2020-06-18T17:32:49,884 ERROR [timeseries_shopee_sto_apm__tracking_http_live_[2020-06-18T09:23:46.039Z/2020-06-18T09:33:46.039Z]] org.apache.druid.quer
y.ChainedExecutionQueryRunner - Exception with one of the sequences! (java.lang.NullPointerException)

The NPE error occurs when the writeBuffer is null. And I would like to provide more info to address this issue.

Thanks, @yuanlihan.
We are looking into this NPE bug. We'll update once we will understand more.
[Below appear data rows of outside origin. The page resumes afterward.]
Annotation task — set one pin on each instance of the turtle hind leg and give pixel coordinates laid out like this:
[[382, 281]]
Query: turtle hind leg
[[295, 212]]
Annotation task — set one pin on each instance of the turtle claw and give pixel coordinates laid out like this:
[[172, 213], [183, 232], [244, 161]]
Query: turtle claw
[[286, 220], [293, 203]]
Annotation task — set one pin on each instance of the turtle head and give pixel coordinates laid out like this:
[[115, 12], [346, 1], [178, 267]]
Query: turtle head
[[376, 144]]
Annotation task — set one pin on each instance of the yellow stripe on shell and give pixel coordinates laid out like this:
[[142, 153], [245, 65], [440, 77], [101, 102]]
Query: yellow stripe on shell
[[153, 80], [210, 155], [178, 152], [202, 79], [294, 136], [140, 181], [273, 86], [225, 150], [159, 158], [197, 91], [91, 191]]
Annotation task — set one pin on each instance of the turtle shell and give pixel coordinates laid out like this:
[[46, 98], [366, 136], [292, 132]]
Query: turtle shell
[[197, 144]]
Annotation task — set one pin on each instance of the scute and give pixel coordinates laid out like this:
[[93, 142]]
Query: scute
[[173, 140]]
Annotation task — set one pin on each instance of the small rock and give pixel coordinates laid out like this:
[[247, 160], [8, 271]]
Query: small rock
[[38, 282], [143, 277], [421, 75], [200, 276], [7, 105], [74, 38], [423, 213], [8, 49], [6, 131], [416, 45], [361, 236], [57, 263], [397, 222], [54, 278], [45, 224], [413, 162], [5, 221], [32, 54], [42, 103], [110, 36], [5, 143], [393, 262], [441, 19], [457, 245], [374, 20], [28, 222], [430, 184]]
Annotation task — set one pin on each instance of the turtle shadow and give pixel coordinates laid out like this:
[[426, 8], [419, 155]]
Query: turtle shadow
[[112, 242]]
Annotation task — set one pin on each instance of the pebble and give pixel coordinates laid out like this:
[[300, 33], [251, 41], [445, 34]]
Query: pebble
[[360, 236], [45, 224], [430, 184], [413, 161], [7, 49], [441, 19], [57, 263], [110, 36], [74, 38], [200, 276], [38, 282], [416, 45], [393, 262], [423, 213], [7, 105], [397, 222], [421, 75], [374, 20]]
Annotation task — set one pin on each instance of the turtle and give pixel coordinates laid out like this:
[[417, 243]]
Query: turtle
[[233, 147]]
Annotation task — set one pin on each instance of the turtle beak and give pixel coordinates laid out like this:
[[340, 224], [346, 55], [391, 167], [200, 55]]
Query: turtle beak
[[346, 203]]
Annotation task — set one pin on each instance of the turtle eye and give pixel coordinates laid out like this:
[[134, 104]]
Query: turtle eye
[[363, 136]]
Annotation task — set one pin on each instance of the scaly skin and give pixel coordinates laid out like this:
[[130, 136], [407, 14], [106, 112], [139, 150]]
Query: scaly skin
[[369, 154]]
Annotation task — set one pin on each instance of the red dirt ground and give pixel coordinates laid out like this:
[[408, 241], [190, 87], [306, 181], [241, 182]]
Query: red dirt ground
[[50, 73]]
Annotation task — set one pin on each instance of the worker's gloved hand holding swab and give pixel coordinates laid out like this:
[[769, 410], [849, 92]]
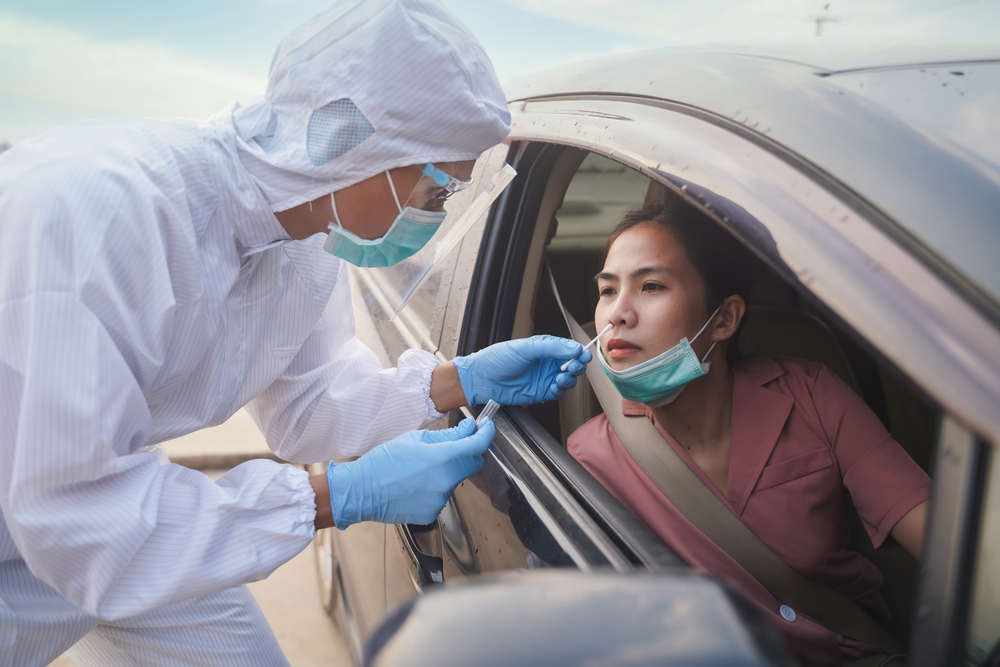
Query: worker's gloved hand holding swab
[[523, 371], [595, 339], [408, 479], [487, 413]]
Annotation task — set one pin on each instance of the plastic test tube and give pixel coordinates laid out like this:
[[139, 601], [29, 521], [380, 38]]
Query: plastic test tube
[[487, 413]]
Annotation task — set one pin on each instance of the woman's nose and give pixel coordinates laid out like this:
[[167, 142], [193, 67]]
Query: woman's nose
[[622, 314]]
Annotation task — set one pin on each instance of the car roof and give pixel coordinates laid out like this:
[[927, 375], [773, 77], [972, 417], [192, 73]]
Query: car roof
[[909, 130]]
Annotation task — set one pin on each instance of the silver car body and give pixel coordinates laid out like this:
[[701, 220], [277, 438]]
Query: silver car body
[[868, 177]]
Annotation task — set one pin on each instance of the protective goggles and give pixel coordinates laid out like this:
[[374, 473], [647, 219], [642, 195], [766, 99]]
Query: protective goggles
[[388, 289]]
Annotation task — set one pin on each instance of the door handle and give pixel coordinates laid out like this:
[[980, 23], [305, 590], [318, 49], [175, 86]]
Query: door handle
[[427, 570]]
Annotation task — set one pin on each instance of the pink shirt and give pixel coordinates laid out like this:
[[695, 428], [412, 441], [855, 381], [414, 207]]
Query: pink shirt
[[799, 437]]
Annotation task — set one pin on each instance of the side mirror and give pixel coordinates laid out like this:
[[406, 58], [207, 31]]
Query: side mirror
[[569, 618]]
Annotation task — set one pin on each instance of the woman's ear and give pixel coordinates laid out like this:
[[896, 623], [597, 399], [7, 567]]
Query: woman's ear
[[730, 315]]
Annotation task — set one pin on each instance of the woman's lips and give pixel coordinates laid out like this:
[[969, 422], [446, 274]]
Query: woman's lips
[[619, 348]]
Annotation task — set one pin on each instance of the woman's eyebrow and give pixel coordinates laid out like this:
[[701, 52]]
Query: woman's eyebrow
[[638, 273], [657, 268]]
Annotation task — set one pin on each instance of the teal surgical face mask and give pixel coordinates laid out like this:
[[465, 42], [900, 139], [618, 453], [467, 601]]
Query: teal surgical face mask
[[410, 232], [660, 380]]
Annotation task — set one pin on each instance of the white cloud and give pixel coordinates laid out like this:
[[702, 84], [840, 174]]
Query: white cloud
[[689, 22], [56, 68]]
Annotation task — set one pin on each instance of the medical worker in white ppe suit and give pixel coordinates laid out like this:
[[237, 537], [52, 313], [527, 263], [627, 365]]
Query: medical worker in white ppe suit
[[156, 276]]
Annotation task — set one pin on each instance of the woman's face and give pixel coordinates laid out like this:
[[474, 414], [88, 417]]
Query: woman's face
[[652, 295]]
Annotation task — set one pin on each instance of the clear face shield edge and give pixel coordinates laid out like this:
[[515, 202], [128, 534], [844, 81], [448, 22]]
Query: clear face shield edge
[[459, 205]]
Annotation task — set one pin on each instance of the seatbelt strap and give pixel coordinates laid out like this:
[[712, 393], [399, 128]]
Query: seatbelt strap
[[711, 516]]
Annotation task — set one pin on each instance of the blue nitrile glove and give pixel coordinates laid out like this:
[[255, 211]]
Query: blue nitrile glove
[[523, 371], [408, 479]]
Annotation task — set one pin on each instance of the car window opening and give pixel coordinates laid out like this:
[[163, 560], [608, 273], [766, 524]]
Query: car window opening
[[781, 322]]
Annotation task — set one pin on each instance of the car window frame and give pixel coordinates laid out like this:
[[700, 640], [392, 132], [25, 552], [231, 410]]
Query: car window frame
[[608, 133]]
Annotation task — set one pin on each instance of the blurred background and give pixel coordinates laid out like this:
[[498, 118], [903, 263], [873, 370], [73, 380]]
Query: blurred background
[[63, 60]]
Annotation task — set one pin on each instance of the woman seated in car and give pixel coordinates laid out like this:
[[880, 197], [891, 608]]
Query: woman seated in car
[[780, 440]]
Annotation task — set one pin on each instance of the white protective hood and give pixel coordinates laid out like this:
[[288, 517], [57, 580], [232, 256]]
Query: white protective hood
[[419, 77]]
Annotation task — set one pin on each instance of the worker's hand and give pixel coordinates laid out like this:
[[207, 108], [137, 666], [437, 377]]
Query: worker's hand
[[523, 371], [408, 479]]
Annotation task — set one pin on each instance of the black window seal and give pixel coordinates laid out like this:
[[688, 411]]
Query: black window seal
[[493, 296]]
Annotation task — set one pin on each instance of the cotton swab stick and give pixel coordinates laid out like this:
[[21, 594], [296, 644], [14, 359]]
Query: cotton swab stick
[[603, 331]]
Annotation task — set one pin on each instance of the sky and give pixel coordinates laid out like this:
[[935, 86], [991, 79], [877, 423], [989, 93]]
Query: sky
[[64, 60]]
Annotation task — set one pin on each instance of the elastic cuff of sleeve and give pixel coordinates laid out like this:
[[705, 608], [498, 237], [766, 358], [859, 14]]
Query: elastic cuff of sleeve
[[346, 512], [304, 498], [428, 363]]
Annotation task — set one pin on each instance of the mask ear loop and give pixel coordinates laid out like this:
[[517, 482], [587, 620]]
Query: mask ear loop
[[705, 326], [392, 186]]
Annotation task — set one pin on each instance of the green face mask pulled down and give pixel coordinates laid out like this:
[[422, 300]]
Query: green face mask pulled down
[[660, 380]]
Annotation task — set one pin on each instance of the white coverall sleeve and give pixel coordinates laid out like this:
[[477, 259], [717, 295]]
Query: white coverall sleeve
[[116, 533], [335, 401]]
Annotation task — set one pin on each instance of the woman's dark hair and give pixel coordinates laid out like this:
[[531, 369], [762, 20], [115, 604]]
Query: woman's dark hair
[[723, 263]]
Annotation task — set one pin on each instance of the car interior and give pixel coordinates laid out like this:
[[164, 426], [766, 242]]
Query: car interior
[[586, 194]]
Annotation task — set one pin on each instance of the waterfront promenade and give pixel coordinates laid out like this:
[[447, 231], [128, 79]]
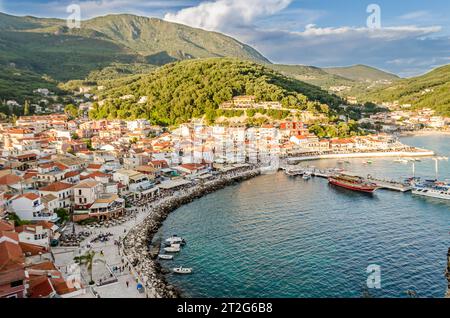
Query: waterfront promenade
[[412, 153], [127, 247]]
@yuanlihan I found the reason for the NPE. It is due to a bug in the Oak library.
For now, until we update this PR, you can solve it by upgrading Oak version.
Simply modify Oak's version in druid/processing/pom.xml file as follows, then recompile using maven.
Note: If maven repository is not automatically updated for you, run the mvn command with -U flag.
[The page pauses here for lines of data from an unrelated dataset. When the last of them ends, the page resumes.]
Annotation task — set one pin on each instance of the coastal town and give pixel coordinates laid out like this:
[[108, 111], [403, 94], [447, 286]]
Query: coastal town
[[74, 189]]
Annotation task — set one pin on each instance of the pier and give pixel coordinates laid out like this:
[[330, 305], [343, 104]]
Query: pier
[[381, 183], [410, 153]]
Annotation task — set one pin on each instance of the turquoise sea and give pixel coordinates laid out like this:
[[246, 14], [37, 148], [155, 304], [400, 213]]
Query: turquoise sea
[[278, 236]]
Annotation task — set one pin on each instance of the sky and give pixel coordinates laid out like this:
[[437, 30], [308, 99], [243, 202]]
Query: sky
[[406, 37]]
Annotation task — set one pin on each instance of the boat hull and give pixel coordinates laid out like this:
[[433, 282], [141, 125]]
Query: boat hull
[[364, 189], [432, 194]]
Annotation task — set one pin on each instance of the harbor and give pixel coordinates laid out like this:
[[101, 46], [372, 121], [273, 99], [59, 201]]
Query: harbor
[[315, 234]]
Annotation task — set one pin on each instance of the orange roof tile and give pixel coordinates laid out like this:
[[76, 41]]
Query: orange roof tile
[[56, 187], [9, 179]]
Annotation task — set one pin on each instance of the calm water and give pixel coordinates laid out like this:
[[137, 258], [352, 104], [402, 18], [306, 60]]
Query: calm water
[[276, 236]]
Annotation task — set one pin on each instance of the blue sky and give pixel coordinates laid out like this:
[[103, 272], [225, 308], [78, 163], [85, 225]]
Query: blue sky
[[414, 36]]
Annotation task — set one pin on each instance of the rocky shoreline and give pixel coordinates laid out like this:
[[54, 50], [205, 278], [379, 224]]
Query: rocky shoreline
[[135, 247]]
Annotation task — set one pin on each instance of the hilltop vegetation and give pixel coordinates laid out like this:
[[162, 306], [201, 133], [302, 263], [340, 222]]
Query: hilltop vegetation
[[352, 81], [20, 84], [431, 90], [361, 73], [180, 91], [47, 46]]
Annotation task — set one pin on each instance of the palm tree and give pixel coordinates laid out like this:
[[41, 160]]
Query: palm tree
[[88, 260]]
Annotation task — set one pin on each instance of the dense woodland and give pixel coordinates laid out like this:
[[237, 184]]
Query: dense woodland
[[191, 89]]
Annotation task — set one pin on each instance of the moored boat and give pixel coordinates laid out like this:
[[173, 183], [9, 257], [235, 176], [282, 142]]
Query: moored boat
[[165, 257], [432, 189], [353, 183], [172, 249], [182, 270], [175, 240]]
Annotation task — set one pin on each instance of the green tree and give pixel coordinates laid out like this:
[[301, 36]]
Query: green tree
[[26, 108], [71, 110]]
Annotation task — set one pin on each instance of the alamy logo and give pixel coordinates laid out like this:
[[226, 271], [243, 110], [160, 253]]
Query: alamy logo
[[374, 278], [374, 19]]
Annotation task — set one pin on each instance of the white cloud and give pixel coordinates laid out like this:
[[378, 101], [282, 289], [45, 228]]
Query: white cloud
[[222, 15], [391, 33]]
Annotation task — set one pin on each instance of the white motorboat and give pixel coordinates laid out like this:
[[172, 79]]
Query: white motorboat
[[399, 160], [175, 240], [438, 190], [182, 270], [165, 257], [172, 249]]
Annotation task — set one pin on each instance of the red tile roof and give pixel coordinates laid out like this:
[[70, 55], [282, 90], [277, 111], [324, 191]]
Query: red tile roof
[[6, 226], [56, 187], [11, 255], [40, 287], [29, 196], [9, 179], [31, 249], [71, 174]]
diff --git a/processing/pom.xml b/processing/pom.xml
index 50ccc9eb6a..ebe850e480 100644
--- a/processing/pom.xml
+++ b/processing/pom.xml
@@ -35,7 +35,7 @@
         <dependency>
             <groupId>com.yahoo.oak</groupId>
             <artifactId>oak</artifactId>
-            <version>0.2.1</version>
+            <version>0.2.2</version>
         </dependency>
         <dependency>
             <groupId>org.apache.druid</groupId>

Thanks @liran-funaro, I have solved the NPE error after upgrading Oak's jar.

Hi Community,

Anybody up to reviewing this PR? Hopefully, the feature motivation is pretty clear.

Thanks!

@yuanlihan Did you have time to continue evaluating our optimization.
Our latest updates of #10001 solved all know issues in addition to addressing your review notes.
We will also appreciate if you can check out our new design proposal (#10321) that will allow embedding this optimization as a Druid extension.